Here’s what I’ve learned:

1. Don’t try to cram too many toys into one space. Toss, put away, or donate some things to keep the shelves uncluttered.

2. Speaking of shelves: opt for open shelving in a playroom. Avoid drawers, deep bins or anything else that encourages kids to clean up by tossing everything into one place. Get a variety of plastic containers in a range of sizes to hold things with small pieces. I’ve fallen in love with IKEA’s Trofast system.

3.Think like a kid. How do your children play with their toys? They aren’t nearly as brand conscious as adults, and they probably don’t remember which pieces came with which sets. If they play pirates by mixing up the Lego and Playmobil pirate sets, don’t bother separating them – just put them all together in a small container labeled “Pirates.”

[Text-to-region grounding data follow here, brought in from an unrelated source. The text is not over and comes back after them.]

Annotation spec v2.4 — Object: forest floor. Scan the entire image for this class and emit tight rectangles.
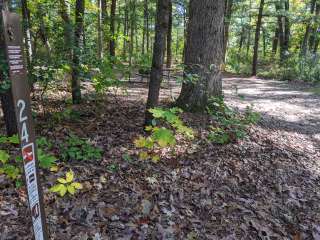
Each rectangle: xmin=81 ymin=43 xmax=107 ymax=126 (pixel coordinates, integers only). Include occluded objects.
xmin=1 ymin=75 xmax=320 ymax=240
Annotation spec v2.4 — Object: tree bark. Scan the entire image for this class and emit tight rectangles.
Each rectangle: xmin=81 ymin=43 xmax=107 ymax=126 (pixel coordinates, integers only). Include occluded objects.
xmin=223 ymin=0 xmax=234 ymax=62
xmin=123 ymin=0 xmax=128 ymax=60
xmin=109 ymin=0 xmax=117 ymax=57
xmin=71 ymin=0 xmax=85 ymax=104
xmin=166 ymin=0 xmax=172 ymax=68
xmin=145 ymin=0 xmax=170 ymax=126
xmin=59 ymin=0 xmax=73 ymax=60
xmin=272 ymin=27 xmax=279 ymax=55
xmin=21 ymin=0 xmax=33 ymax=67
xmin=97 ymin=0 xmax=103 ymax=59
xmin=252 ymin=0 xmax=264 ymax=76
xmin=301 ymin=0 xmax=316 ymax=56
xmin=0 ymin=0 xmax=18 ymax=136
xmin=177 ymin=0 xmax=225 ymax=112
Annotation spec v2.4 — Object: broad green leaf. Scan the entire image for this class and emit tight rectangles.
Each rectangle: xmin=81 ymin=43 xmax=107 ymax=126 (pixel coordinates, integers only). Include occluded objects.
xmin=66 ymin=171 xmax=74 ymax=183
xmin=57 ymin=178 xmax=68 ymax=184
xmin=0 ymin=150 xmax=10 ymax=164
xmin=71 ymin=182 xmax=83 ymax=190
xmin=67 ymin=185 xmax=76 ymax=195
xmin=59 ymin=186 xmax=67 ymax=197
xmin=152 ymin=128 xmax=176 ymax=147
xmin=50 ymin=184 xmax=65 ymax=193
xmin=8 ymin=135 xmax=19 ymax=144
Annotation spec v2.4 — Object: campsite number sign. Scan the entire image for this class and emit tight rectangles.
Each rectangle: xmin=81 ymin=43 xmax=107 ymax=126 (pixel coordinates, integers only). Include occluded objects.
xmin=1 ymin=10 xmax=49 ymax=240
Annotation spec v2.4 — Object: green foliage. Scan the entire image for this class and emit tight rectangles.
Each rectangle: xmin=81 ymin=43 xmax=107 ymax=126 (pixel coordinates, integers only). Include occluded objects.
xmin=38 ymin=149 xmax=57 ymax=169
xmin=207 ymin=97 xmax=260 ymax=144
xmin=134 ymin=108 xmax=194 ymax=162
xmin=137 ymin=53 xmax=152 ymax=74
xmin=92 ymin=56 xmax=125 ymax=94
xmin=52 ymin=108 xmax=82 ymax=123
xmin=61 ymin=135 xmax=102 ymax=161
xmin=50 ymin=170 xmax=83 ymax=197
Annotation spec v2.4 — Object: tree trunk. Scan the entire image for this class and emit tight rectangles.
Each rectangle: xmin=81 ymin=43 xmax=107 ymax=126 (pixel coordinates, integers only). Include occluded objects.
xmin=109 ymin=0 xmax=117 ymax=57
xmin=71 ymin=0 xmax=85 ymax=104
xmin=142 ymin=0 xmax=148 ymax=55
xmin=123 ymin=0 xmax=128 ymax=60
xmin=301 ymin=0 xmax=316 ymax=56
xmin=309 ymin=3 xmax=320 ymax=51
xmin=21 ymin=0 xmax=33 ymax=67
xmin=252 ymin=0 xmax=264 ymax=76
xmin=272 ymin=27 xmax=279 ymax=54
xmin=97 ymin=0 xmax=103 ymax=59
xmin=166 ymin=0 xmax=172 ymax=68
xmin=129 ymin=0 xmax=136 ymax=66
xmin=0 ymin=0 xmax=18 ymax=136
xmin=176 ymin=0 xmax=225 ymax=112
xmin=145 ymin=0 xmax=170 ymax=126
xmin=223 ymin=0 xmax=233 ymax=62
xmin=59 ymin=0 xmax=73 ymax=60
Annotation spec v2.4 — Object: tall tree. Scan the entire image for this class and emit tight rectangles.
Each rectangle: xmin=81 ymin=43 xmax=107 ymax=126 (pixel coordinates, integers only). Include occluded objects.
xmin=71 ymin=0 xmax=85 ymax=104
xmin=177 ymin=0 xmax=225 ymax=111
xmin=145 ymin=0 xmax=170 ymax=126
xmin=109 ymin=0 xmax=117 ymax=57
xmin=301 ymin=0 xmax=316 ymax=56
xmin=223 ymin=0 xmax=234 ymax=62
xmin=97 ymin=0 xmax=103 ymax=59
xmin=252 ymin=0 xmax=264 ymax=76
xmin=166 ymin=0 xmax=172 ymax=68
xmin=59 ymin=0 xmax=73 ymax=60
xmin=21 ymin=0 xmax=33 ymax=67
xmin=0 ymin=0 xmax=18 ymax=136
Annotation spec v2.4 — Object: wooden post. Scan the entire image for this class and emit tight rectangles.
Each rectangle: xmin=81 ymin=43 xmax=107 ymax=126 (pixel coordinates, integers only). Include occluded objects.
xmin=1 ymin=9 xmax=49 ymax=240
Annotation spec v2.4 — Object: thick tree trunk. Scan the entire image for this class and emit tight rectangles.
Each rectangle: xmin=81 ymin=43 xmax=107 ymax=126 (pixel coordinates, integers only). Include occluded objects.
xmin=166 ymin=0 xmax=172 ymax=68
xmin=71 ymin=0 xmax=85 ymax=104
xmin=177 ymin=0 xmax=225 ymax=112
xmin=252 ymin=0 xmax=264 ymax=76
xmin=145 ymin=0 xmax=170 ymax=126
xmin=0 ymin=0 xmax=18 ymax=136
xmin=109 ymin=0 xmax=117 ymax=57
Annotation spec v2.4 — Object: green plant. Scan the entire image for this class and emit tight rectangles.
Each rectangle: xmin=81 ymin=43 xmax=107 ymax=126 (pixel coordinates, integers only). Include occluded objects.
xmin=134 ymin=108 xmax=194 ymax=162
xmin=206 ymin=97 xmax=260 ymax=144
xmin=61 ymin=135 xmax=102 ymax=161
xmin=50 ymin=170 xmax=83 ymax=197
xmin=0 ymin=135 xmax=21 ymax=182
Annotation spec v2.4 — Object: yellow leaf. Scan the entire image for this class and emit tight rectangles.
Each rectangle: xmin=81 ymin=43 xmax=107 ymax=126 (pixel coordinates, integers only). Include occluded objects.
xmin=151 ymin=155 xmax=160 ymax=163
xmin=66 ymin=171 xmax=74 ymax=183
xmin=57 ymin=178 xmax=67 ymax=184
xmin=71 ymin=182 xmax=83 ymax=190
xmin=67 ymin=185 xmax=76 ymax=195
xmin=50 ymin=166 xmax=59 ymax=172
xmin=139 ymin=151 xmax=149 ymax=160
xmin=59 ymin=186 xmax=67 ymax=197
xmin=134 ymin=136 xmax=147 ymax=148
xmin=50 ymin=184 xmax=64 ymax=193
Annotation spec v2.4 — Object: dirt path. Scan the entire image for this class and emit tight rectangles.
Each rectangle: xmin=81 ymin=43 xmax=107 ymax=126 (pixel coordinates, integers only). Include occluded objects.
xmin=223 ymin=77 xmax=320 ymax=155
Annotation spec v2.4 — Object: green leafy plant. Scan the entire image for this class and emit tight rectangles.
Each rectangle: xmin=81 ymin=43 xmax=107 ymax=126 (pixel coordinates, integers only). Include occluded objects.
xmin=50 ymin=170 xmax=83 ymax=197
xmin=61 ymin=135 xmax=102 ymax=161
xmin=207 ymin=97 xmax=260 ymax=144
xmin=134 ymin=108 xmax=194 ymax=162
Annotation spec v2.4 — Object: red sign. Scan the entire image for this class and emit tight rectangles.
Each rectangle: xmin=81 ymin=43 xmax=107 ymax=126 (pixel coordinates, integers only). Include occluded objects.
xmin=22 ymin=143 xmax=34 ymax=164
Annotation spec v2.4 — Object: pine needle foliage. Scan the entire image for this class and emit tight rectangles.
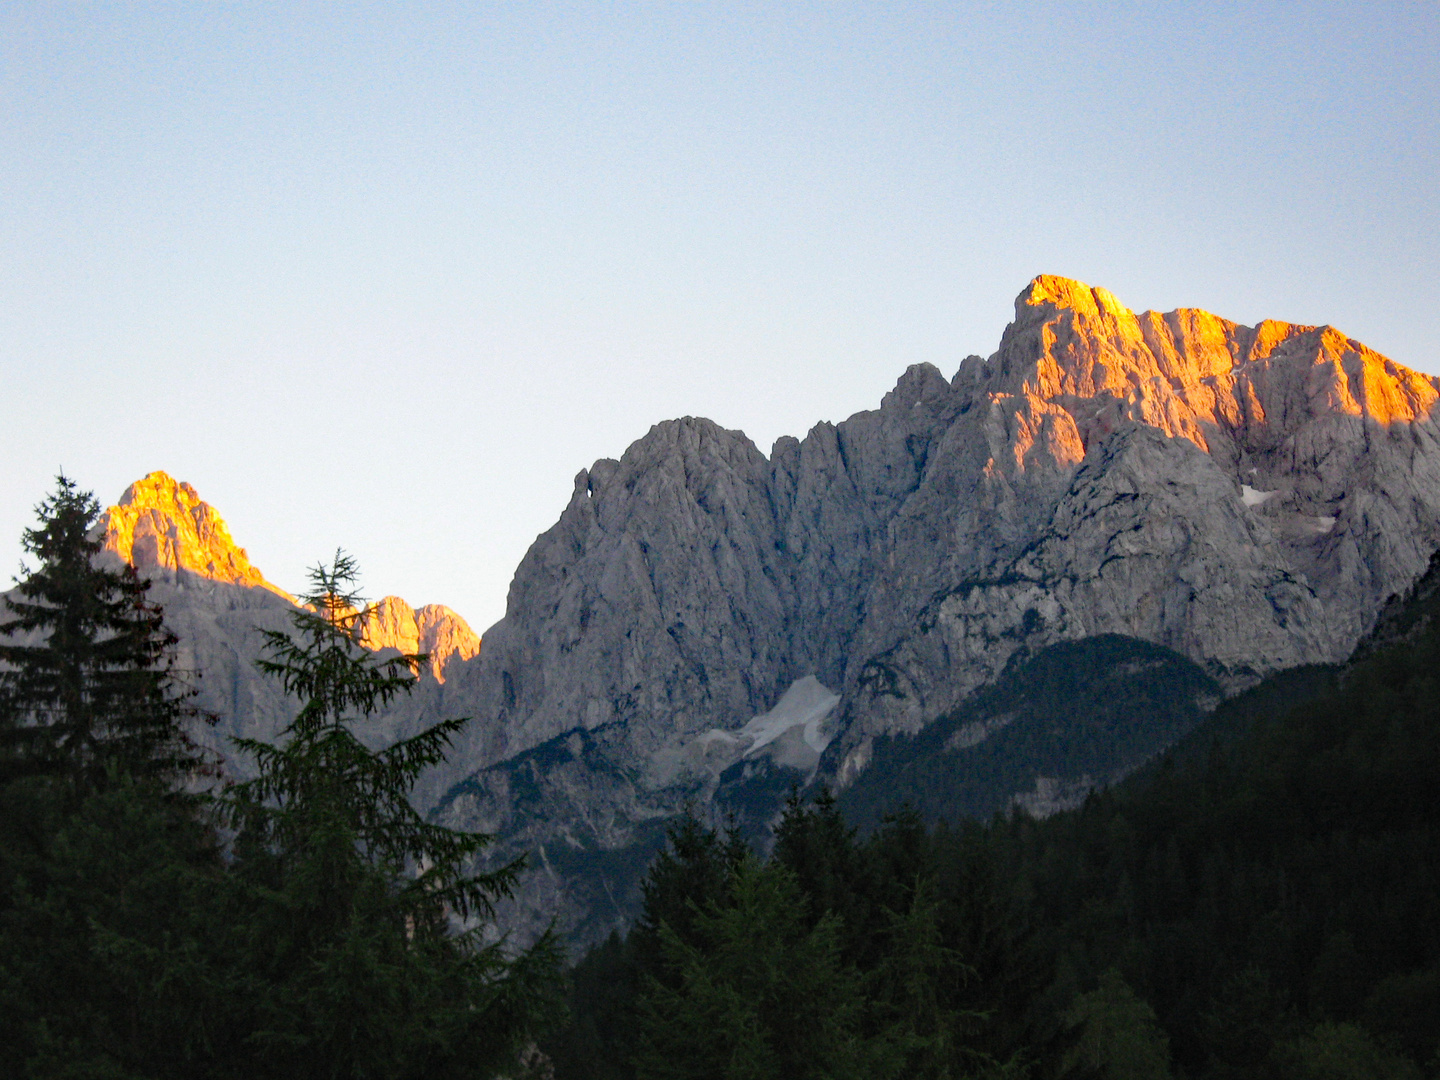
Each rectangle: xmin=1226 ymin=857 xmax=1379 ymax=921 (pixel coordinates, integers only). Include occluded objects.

4. Label. Don’t worry about your artistic ability. Borrow some markers from your kids and label every bin – with words and pictures. This is especially important for kids who aren’t reading yet. Even a mediocre drawing of an apple will tell a preschooler: this is where the play food belongs.

5. Maintain. Spend 10 minutes each night after the kids are in bed making sure the containers are still in good order.

6. Be invested. My kids have watched the time and effort I’ve put into this project, and they really appreciate how much more accessible and enjoyable their toys are now. They’ve been really good about putting things away. I’ve made it clear that this is important to me, and now it’s important to them, too.

Now back to our regularly scheduled programming.